Кровь завоевателя - страница 50
– Ваше величество, – поклонился он. – Мы найдем ей лекаря. Но вы должны пойти с нами. Я не знаю, где скрывается опасность.
Сейчас или никогда. Все взгляды были прикованы ко мне. Я незаметно взяла нож и вонзила Тамазу в сердце.
– Отец.
Я резала его грудь. Рвалась плоть. Разлеталась вокруг кровь. До тех пор пока у него изо рта не пошла пена и он не повалился замертво.
Джихан неотрывно смотрел на меня, от ужаса в его глазах показались слезы. Он вырвал нож из моей руки, а гулям подхватил тело шаха Тамаза.
– Она… она зарезала шаха! – закричал Като.
Он обнажил саблю, а другой рукой схватил аркебузу.
Джихан был безоружен. У него был только столовый нож. Но все же он прыгнул вперед, готовясь защищать сестру ценой своей жизни.
– Колдун, – сказал он. – Это сделал колдун!
– Я видел, как она зарезала шаха! – вопил Като, указывая на меня.
Несколько гулямов подхватили тело шаха и куда-то помчались, а остальные построились и заблокировали выход. Като толкнул Джихана, чтобы схватить меня, но Джихан толкнул его в ответ.
Жуткая боль в глазнице притупилась, однако головокружение грозило положить конец этому циклу. Мне нужно было как-то прикончить Сиру, но Джихан забрал нож.
Меня окружили воины-силгизы. Какой-то крепыш поднял меня на плечо. Из ножен на боку торчал охотничий нож с костяной ручкой. Отлично. Пока воин шел с остальными силгизами к строю гулямов, я потянулась за ножом. Когда Самбал убил крысу, я не умерла, значит, не умру и сейчас. Хотя вряд ли будет приятно.
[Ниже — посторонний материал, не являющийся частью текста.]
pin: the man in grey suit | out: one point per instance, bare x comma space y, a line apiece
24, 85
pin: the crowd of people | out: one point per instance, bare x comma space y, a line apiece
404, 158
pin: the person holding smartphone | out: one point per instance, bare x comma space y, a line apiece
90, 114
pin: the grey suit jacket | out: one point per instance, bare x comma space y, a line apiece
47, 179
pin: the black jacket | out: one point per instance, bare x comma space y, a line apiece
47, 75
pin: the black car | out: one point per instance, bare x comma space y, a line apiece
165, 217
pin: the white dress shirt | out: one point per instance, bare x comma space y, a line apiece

Стрельба! Воздух наполнили крики и вопли. Силгиз передо мной пал жертвой аркебузы гуляма. Джихан рухнул на колени, зажимая прожженную дыру в животе. Устоявшие силгизы вытащили охотничьи ножи и ринулись на гулямов.
Державший меня воин побежал вперед, а я приставила нож к шее, прижала посильнее и провела им по коже.
9. Сира
Надо мной раскинулся знакомый потолок – бескрайнее небо. Меня касались холодные, незнакомые руки. Коса разрезала меня, залив душу кровью. А потом меня выкинули. Я плыла вниз по реке и против течения. Рухнула с водопадом, и меня подхватил водопад.
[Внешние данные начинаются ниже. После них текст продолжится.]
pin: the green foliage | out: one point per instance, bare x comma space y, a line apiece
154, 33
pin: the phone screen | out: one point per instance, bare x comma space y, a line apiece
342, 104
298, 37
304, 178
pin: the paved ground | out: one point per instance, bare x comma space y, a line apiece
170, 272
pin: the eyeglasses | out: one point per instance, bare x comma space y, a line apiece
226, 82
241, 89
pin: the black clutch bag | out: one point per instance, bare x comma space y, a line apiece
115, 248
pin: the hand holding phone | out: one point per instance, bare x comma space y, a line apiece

Я была каплей и стала сгустком, а затем плотью. Моя душа жила в простынях под ней и стенах из ткани вокруг. Кровавый дождь омывал мир и приносил с собой боль. Столько боли – как будто мечи рубили меня на куски. Как будто меж моих ребер рождался джинн.
Появилось знакомое лицо. Его звали Эше. Отвратительный поэт и бывший Апостол Хисти. Я повернулась, чтобы посмотреть на него, и заморгала. Я видела только одну половину, вторая была в темноте.
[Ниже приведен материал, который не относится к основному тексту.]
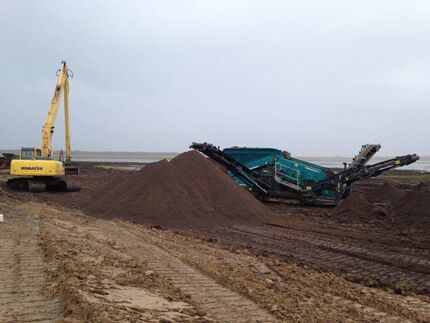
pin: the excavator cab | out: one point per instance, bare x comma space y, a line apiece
30, 153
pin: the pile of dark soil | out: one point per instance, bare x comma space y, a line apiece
357, 209
386, 193
413, 211
187, 192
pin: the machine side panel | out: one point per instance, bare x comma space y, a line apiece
34, 167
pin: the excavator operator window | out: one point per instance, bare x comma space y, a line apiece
29, 153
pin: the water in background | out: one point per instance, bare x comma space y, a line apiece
142, 157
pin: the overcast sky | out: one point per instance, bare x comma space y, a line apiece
313, 77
– Мне снился странный сон, – сказала я.
Он взял мою ладонь и приложил ее к своему лбу, а потом что-то забормотал.
По голове застучал молоток. Обернутый красными тюльпанами джинн приколачивал мой череп к городским воротам. У каждого тюльпана
вместо бутонов были глаза, непрерывно моргающие. Гвозди пробили кости и мозг. Боль была жуткая.
Первый гвоздь сказал: «Мы не можем здесь оставаться. Нас зовет Бескрайность. Но как поступить с ней?»
Второй ответил: «Бросим ее аланийцам. Пусть их собаки обглодают ее до костей».
А третий добавил: «Гокберк, у тебя что, нет чести? Мы должны уважать желания Джихана. Возьмем ее с собой, пусть она побудет с матерью».
«Джихан погиб из-за нее. И еще шестеро других. Пусть ее накажут аланийцы. Так будет правильно».
«Она силгизка. Неужели ты готов ее бросить?»
«Посмотри на нее. Никакая она не силгизка. Она нашептывала Джихану на ухо. Убедила его забыть Потомков, и за это Лат наказала его. Кроме того, это не мы убили шаха, а она».